John Sexton was just writing yesterday about ongoing harassment of and threats to the electors in advance of tomorrow’s vote, but the questions which have come up this cycle are going to linger well into the future. At this point it seems to me as if there’s almost zero chance of a 100% clean vote with all of the electors casting ballots reflecting the will of the voters in their respective states. But at the same time, the number of faithless electors should (hopefully) be too low to really change anything.

In case you’re unfamiliar with the process, Jamie Dupree provides a good rundown of how the vote actually takes place. The electors don’t all get together in one huge hall. They cast their votes at various times in their home states as directed by state law. We’ll know some of the results tomorrow, while others won’t be released until later. None of them are “official” until certified by a Joint Session of Congress on January 6th.

So will any of them “go rogue” on us? Dupree doesn’t see it as likely.

What if some electors change their votes on Monday?
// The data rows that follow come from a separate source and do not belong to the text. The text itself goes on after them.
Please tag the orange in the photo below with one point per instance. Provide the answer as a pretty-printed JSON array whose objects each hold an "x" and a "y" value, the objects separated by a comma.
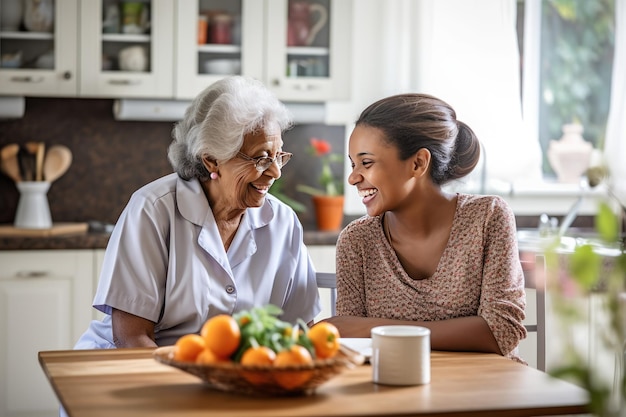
[
  {"x": 325, "y": 339},
  {"x": 222, "y": 335},
  {"x": 258, "y": 355},
  {"x": 206, "y": 357},
  {"x": 188, "y": 347},
  {"x": 295, "y": 355}
]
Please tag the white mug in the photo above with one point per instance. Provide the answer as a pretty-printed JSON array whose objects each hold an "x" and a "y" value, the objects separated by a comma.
[{"x": 400, "y": 355}]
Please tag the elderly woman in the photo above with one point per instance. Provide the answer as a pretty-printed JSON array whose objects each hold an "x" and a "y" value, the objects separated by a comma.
[{"x": 208, "y": 239}]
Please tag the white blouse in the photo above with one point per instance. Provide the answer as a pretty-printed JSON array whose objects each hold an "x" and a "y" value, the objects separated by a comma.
[{"x": 165, "y": 262}]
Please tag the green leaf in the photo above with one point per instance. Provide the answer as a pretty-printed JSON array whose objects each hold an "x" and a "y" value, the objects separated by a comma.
[
  {"x": 607, "y": 223},
  {"x": 585, "y": 266}
]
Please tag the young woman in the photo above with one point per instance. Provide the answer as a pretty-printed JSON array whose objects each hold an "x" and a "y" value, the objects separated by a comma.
[{"x": 422, "y": 256}]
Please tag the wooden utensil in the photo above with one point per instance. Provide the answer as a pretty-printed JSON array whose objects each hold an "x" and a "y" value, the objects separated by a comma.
[
  {"x": 39, "y": 157},
  {"x": 37, "y": 150},
  {"x": 9, "y": 163},
  {"x": 58, "y": 159}
]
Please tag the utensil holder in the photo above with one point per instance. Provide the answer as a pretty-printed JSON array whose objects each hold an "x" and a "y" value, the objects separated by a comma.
[{"x": 33, "y": 211}]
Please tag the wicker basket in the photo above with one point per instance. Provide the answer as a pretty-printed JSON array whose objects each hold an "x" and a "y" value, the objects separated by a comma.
[{"x": 234, "y": 377}]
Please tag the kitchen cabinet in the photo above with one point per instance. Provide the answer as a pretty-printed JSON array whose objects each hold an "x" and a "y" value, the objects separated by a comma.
[
  {"x": 45, "y": 304},
  {"x": 85, "y": 56},
  {"x": 129, "y": 55},
  {"x": 91, "y": 53},
  {"x": 320, "y": 69},
  {"x": 37, "y": 63},
  {"x": 258, "y": 45}
]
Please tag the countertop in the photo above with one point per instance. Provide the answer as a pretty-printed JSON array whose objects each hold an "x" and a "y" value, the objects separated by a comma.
[{"x": 93, "y": 240}]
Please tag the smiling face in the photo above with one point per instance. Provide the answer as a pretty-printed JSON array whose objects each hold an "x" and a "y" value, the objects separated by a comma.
[
  {"x": 383, "y": 181},
  {"x": 241, "y": 185}
]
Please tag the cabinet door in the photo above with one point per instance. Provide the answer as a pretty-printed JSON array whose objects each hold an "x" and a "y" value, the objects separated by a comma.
[
  {"x": 38, "y": 58},
  {"x": 217, "y": 38},
  {"x": 45, "y": 304},
  {"x": 126, "y": 48},
  {"x": 308, "y": 59}
]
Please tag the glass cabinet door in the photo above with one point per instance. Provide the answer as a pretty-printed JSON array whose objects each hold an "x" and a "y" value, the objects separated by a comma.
[
  {"x": 217, "y": 38},
  {"x": 126, "y": 48},
  {"x": 38, "y": 47},
  {"x": 309, "y": 49}
]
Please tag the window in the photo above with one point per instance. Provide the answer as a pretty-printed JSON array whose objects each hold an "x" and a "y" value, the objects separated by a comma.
[{"x": 566, "y": 51}]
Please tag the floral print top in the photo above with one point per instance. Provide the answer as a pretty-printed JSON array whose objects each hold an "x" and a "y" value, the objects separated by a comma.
[{"x": 479, "y": 273}]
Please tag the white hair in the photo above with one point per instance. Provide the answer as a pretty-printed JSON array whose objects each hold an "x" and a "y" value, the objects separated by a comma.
[{"x": 217, "y": 120}]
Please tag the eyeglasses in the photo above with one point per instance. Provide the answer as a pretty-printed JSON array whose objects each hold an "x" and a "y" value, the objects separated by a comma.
[{"x": 262, "y": 163}]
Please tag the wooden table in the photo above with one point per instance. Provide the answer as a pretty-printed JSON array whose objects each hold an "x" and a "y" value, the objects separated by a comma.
[{"x": 129, "y": 382}]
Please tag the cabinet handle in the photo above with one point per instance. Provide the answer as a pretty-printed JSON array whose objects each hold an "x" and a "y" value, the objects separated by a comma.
[
  {"x": 27, "y": 79},
  {"x": 307, "y": 87},
  {"x": 32, "y": 274},
  {"x": 124, "y": 82}
]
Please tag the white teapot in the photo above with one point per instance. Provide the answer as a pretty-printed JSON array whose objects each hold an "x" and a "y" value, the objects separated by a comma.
[
  {"x": 133, "y": 58},
  {"x": 39, "y": 15}
]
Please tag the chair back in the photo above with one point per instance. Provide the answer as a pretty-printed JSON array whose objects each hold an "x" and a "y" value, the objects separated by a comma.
[
  {"x": 535, "y": 280},
  {"x": 329, "y": 280}
]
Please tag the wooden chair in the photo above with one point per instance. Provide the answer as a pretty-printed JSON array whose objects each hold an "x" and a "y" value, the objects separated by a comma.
[{"x": 534, "y": 278}]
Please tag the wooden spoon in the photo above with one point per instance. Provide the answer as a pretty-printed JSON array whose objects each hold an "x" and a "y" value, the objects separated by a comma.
[
  {"x": 9, "y": 162},
  {"x": 38, "y": 150},
  {"x": 57, "y": 161}
]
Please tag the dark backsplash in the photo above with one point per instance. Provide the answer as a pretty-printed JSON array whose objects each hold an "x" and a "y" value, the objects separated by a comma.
[{"x": 111, "y": 159}]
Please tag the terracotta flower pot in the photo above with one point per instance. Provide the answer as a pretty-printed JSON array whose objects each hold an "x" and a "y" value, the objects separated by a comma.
[{"x": 328, "y": 212}]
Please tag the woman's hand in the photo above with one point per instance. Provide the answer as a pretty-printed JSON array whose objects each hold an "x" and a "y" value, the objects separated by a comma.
[{"x": 131, "y": 331}]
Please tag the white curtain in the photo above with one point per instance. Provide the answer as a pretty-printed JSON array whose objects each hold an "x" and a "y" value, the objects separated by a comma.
[
  {"x": 615, "y": 145},
  {"x": 469, "y": 59}
]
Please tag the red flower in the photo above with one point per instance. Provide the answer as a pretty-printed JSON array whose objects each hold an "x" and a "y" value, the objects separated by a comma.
[{"x": 320, "y": 146}]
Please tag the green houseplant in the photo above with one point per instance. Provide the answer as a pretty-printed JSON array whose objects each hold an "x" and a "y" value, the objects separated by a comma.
[
  {"x": 589, "y": 273},
  {"x": 328, "y": 199}
]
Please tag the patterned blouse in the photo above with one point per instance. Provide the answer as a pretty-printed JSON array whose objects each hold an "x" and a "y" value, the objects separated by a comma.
[{"x": 479, "y": 273}]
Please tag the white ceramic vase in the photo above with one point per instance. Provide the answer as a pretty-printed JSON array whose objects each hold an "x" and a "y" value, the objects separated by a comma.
[
  {"x": 33, "y": 211},
  {"x": 571, "y": 154}
]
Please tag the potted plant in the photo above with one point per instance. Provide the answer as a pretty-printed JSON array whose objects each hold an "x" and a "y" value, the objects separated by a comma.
[
  {"x": 327, "y": 200},
  {"x": 588, "y": 272}
]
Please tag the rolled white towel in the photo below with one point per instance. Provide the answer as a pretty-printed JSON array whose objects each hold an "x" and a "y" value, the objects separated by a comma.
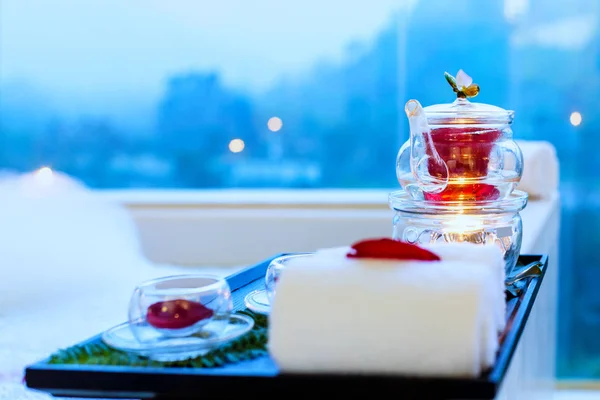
[
  {"x": 488, "y": 256},
  {"x": 540, "y": 168},
  {"x": 335, "y": 314}
]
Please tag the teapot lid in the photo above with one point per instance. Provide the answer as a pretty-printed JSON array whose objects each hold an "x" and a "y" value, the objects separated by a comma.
[{"x": 462, "y": 111}]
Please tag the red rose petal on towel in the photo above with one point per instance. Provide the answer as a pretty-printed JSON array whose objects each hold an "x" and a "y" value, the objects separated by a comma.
[
  {"x": 176, "y": 314},
  {"x": 390, "y": 249}
]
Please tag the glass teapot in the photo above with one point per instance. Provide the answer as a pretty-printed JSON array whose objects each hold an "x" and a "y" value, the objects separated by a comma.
[{"x": 461, "y": 151}]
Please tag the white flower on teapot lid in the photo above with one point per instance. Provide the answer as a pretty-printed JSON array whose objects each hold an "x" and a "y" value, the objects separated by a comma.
[{"x": 462, "y": 85}]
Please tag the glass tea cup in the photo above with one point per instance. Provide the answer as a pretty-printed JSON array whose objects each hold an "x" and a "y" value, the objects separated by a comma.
[
  {"x": 180, "y": 306},
  {"x": 275, "y": 269}
]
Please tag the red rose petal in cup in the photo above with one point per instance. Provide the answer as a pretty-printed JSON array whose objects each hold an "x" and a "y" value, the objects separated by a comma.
[
  {"x": 176, "y": 314},
  {"x": 390, "y": 249}
]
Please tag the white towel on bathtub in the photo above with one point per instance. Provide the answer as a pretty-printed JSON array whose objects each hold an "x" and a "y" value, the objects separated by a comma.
[
  {"x": 334, "y": 314},
  {"x": 540, "y": 168}
]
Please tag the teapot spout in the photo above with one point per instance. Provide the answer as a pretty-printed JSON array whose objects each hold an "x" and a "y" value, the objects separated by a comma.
[{"x": 426, "y": 165}]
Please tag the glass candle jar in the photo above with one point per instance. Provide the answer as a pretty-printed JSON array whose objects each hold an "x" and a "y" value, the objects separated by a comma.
[
  {"x": 180, "y": 306},
  {"x": 479, "y": 222}
]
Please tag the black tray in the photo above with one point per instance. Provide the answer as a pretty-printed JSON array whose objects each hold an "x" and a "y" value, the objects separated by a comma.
[{"x": 260, "y": 378}]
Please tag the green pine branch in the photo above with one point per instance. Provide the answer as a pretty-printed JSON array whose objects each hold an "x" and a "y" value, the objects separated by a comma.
[{"x": 248, "y": 347}]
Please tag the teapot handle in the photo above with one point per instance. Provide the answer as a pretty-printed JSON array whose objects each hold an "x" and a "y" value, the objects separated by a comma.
[{"x": 423, "y": 154}]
Just like when you fork over a few bucks to play the lottery, you have a slight chance to win; therefore, there is a slight chance that the electors could screw with things and deny Donald Trump the 270 votes needed to be the President. Looking back, there are individual examples through the years of what are labeled “faithless electors,” who decide to vote for someone else. In 1836, the 23 electors from Virginia didn’t vote for Vice Presidential candidate Richard M. Johnson; ultimately, the Senate approved him as Vice President anyway. So yes, it could happen. But I’m not sure I would bet on a change in the outcome.

Even if everything goes off relatively smoothly tomorrow, the gauntlet has been thrown down in terms of whether or not the electors can or should be able to overturn an election. The details of how it all works on paper are somewhat convoluted and even the courts are struggling with the question. First of all, more than half the states have penalties in place for faithless electors, but 21 states don’t require them to vote in accordance with the outcome of the election. The Constitution doesn’t say they have to, but states can and do add on additional requirements forcing them to take an oath and honor the results. (See Ray v. Blair for more on that decision.)

That precedent stands in contrast to a court decision on Friday night in Colorado, where three judges at least hinted that it may not be allowable to remove a faithless elector once the voting has started and replace them with someone who will uphold their oath. (Politico)

A U.S. Appeals Court appears to have left open a narrow path for more members of the Electoral College to ditch Hillary Clinton and Donald Trump.

In a footnote appended to an order issued late Friday in a Colorado lawsuit, a three-judge panel of the 10th Circuit Court of Appeals suggested state officials may be constitutionally barred from removing electors once they’ve started voting.

In their order, the judges said any attempt by Colorado Secretary of State Wayne Williams to remove electors “after voting has begun” would be “unlikely in light of the text of the Twelfth Amendment.”

While there have been some minor skirmishes over individual electors over the years (and a seriously large one in 1836) we haven’t generally politicized the Electoral College all that much. But in the 21st century, everything is up for grabs because politics is now generally accepted as being a bloodsport. Many of our government institutions have operated over the centuries essentially on the honor system, largely because the Founders assumed that those in positions of power would likely be unwilling to do anything too untoward. Well, they never saw 2016 coming, obviously.

We may be forced to fix this situation, but I’m not exactly sure how. You can forget talk of a constitutional amendment either eliminating the Electoral College and going to a popular vote model or creating unbreakable mandates for how the electors must vote. Even if the will existed to do either of those things it would take decades to gather sufficient support and push a new amendment through the process. But the states already have it in their power to make modifications to the system. (We can again refer to the states which mandate an oath from electors or the ones which split their electoral votes, like Maine and Nebraska.) Could all of the states get something relatively uniform on the books along these lines? Or even more drastically, could a federal law impose some sort of consistent rule? (That one is troubling to even type out.)

I remain unsure, but this conditions on the ground are getting ugly. The stage has been set for some sort of sore loser, electoral college revolt the next time enough people are angry about the outcome of an election. Even if it’s not happening this year, you can easily imagine it taking place in your lifetime. We’d be wise to figure out how to patch this system up before the dam breaks entirely.